Digital PCR (dPCR) is a valuable tool to complement other molecular techniques across a wide range of applications, including gene expression analysis. dPCR divides the reaction into many smaller micro-reactions, each of which is read individually and interpreted as positive or negative based on the presence or absence of fluorescence (endpoint detection).

Separating the targets into micro-reactions permits direct quantification of the target sequence (through Poisson statistics) without the need for reference standards or a standard curve. Digital PCR excels at providing highly precise quantification, even at low concentrations, and can often detect small differences more reliably than other techniques. Because it relies on endpoint detection, dPCR results are not impacted by variations in PCR efficiency and is generally more robust and reliable for working with challenging samples that contain PCR inhibitors or low-abundance targets.

Explore more details about gene expression analysis by dPCR in our technical note.

Frequently asked questions

dPCR can provide absolute quantification of target mRNAs without a standard curve. The high accuracy, precision, and sensitivity of dPCR enables reliable quantification of low-abundance targets and detection of small changes in target abundance.

dPCR complements qPCR in gene expression studies. Whereas the wide dynamic range and throughput of qPCR is ideal for routine gene expression analysis, dPCR excels at quantifying low-abundance targets and small changes. Furthermore, dPCR is more tolerant of assays with varying efficiencies and inter-assay competition, which provides greater flexibility for multiplexing.

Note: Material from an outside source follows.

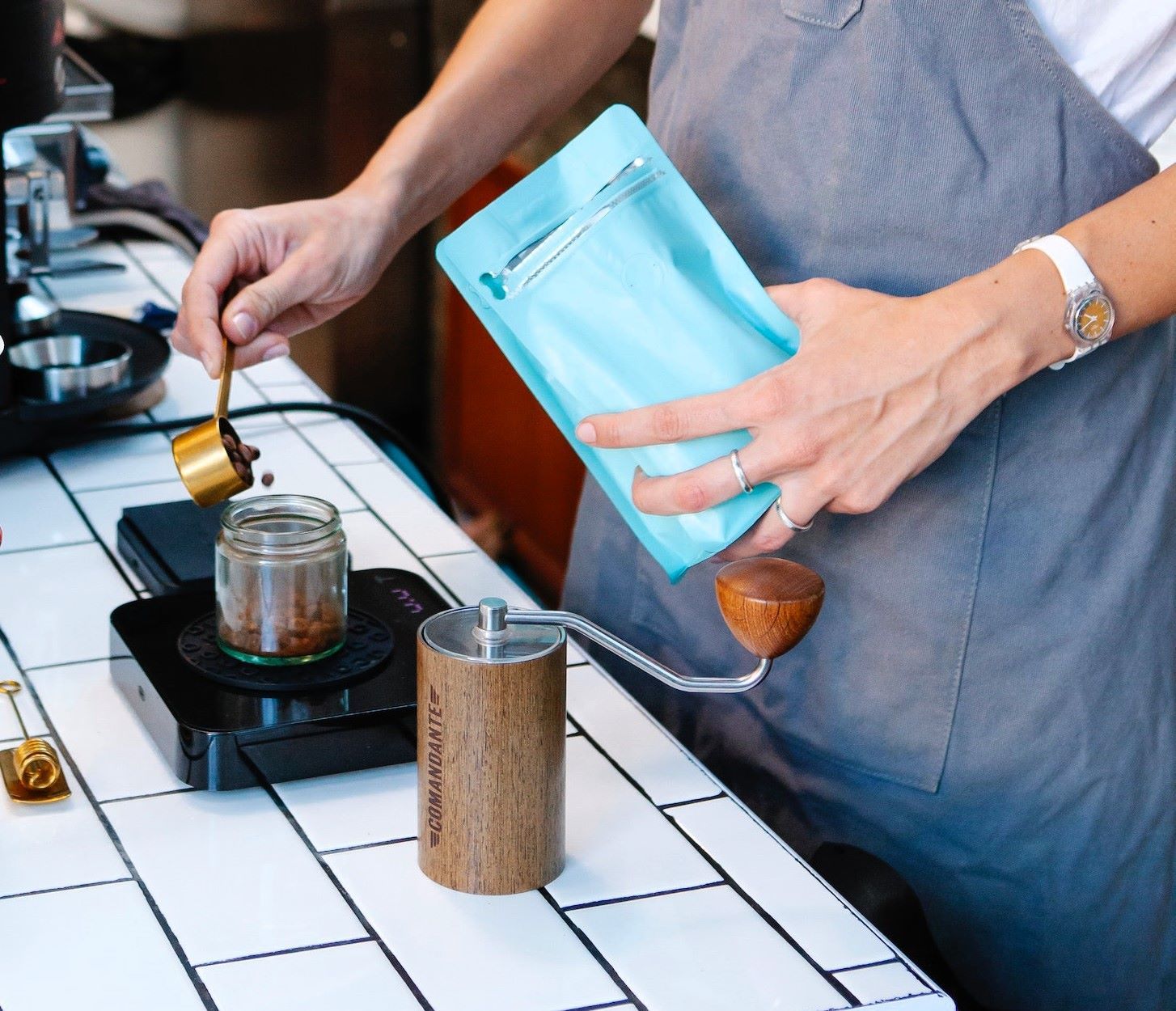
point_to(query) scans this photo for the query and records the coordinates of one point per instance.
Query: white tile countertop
(140, 894)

Because the reaction is compartmentalized, dPCR is more tolerant of PCR inhibitors than qPCR. Nucleic acid extraction techniques vary in their ability to remove common PCR inhibitors that are often present in biological and environmental samples. Some inhibitors co-purify with nucleic acids and can be difficult or impossible to remove completely. Whether your sample contains inhibitors or is limited, the high sensitivity and high precision of dPCR can enable more robust quantification of gene expression than other molecular techniques.